Logging in JSON

Thursday, April 05, 2012, at 01:12AM

By Eric Richardson

I happened to wander past the node.js blog yesterday and read this article on Bunyan, a logging framework built around JSON.

It was a fortuitous coincidence, since I was looking for ideas on how best to implement logging inside StreamMachine, the rewindable streaming audio server I've been playing with at KPCC.

Bunyan's toolset isn't quite fleshed out at the moment, but the idea is that logging loosely-structured data as JSON is a heck of a lot more functional than squashing everything into strings.
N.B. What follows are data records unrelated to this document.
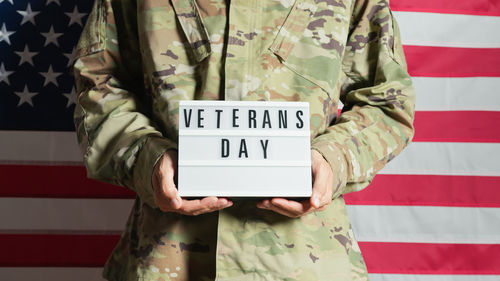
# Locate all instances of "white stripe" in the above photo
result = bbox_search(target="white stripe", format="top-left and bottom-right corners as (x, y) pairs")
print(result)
(368, 274), (500, 281)
(393, 12), (500, 48)
(347, 205), (500, 244)
(179, 100), (309, 108)
(0, 131), (500, 176)
(179, 129), (310, 137)
(379, 142), (500, 176)
(412, 77), (500, 111)
(0, 267), (104, 281)
(0, 131), (82, 163)
(179, 160), (311, 167)
(0, 198), (133, 232)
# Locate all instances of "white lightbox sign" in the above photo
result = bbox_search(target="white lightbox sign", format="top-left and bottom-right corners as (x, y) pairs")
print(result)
(178, 101), (312, 197)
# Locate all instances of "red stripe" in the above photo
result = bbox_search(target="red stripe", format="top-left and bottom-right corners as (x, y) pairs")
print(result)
(359, 242), (500, 275)
(0, 165), (135, 198)
(344, 175), (500, 208)
(413, 111), (500, 143)
(391, 0), (500, 16)
(4, 234), (500, 274)
(0, 234), (120, 267)
(403, 45), (500, 77)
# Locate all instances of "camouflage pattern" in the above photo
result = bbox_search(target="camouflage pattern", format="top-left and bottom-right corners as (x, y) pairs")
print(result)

So instead of a typical Shoutcast w3c log line:

96.10.155.166 - - [04/Apr/2012:07:11:50 -0700] "GET /kpcc HTTP/1.1" 200 219606 "-" "VLC/2.0.1 LibVLC/2.0.1" 85

StreamMachine can now log a connection as:

{
"name": "StreamMachine",
"hostname": "dev2.kpcc.org",
"pid": 18605,
"source": "kpcclive",
"level": 20,
"req": {
    "method": "GET",
    "url": "/kpcclive.mp3?socket=11516610901102892326",
    "headers": {
        "host": "scprdev.org:8000",
        "connection": "keep-alive",
        "user-agent": "Mozilla/5.0 (Macintosh; Intel Mac OS X 10_7_2) AppleWebKit/535.11 (KHTML, like Gecko) Chrome/17.0.963.83 Safari/535.11",
        "accept": "*/*",
        "referer": "http://www.scpr.org/assets-flash/streammachine.swf",
        "accept-encoding": "gzip,deflate,sdch",
        "accept-language": "en-US,en;q=0.8",
        "accept-charset": "ISO-8859-1,utf-8;q=0.7,*;q=0.3"
    }
},
"listeners": 0,
"msg": "Connection end",
"time": "2012-04-05T11:49:38.871Z",
"v": 0
}

(Ignore that I'm not actually including seconds listened or bytes sent in that log line...)

It's wordy, but if the computer is the only one reading, who cares?

I've been writing a lot of log-parsing tools lately, taking in Shoutcast logs and running stats on listening habits like time-of-day and duration. A structured JSON object gives me a lot more lee-way when it comes to adding and removing log data than a w3c-formatted log does because I no longer have to remember that user agent is the third match in my regex results, etc. Calling log.req['user-agent'] is nice and simple.

Given the headaches that trying to make sense from log data already present—and always will—that's a good thing.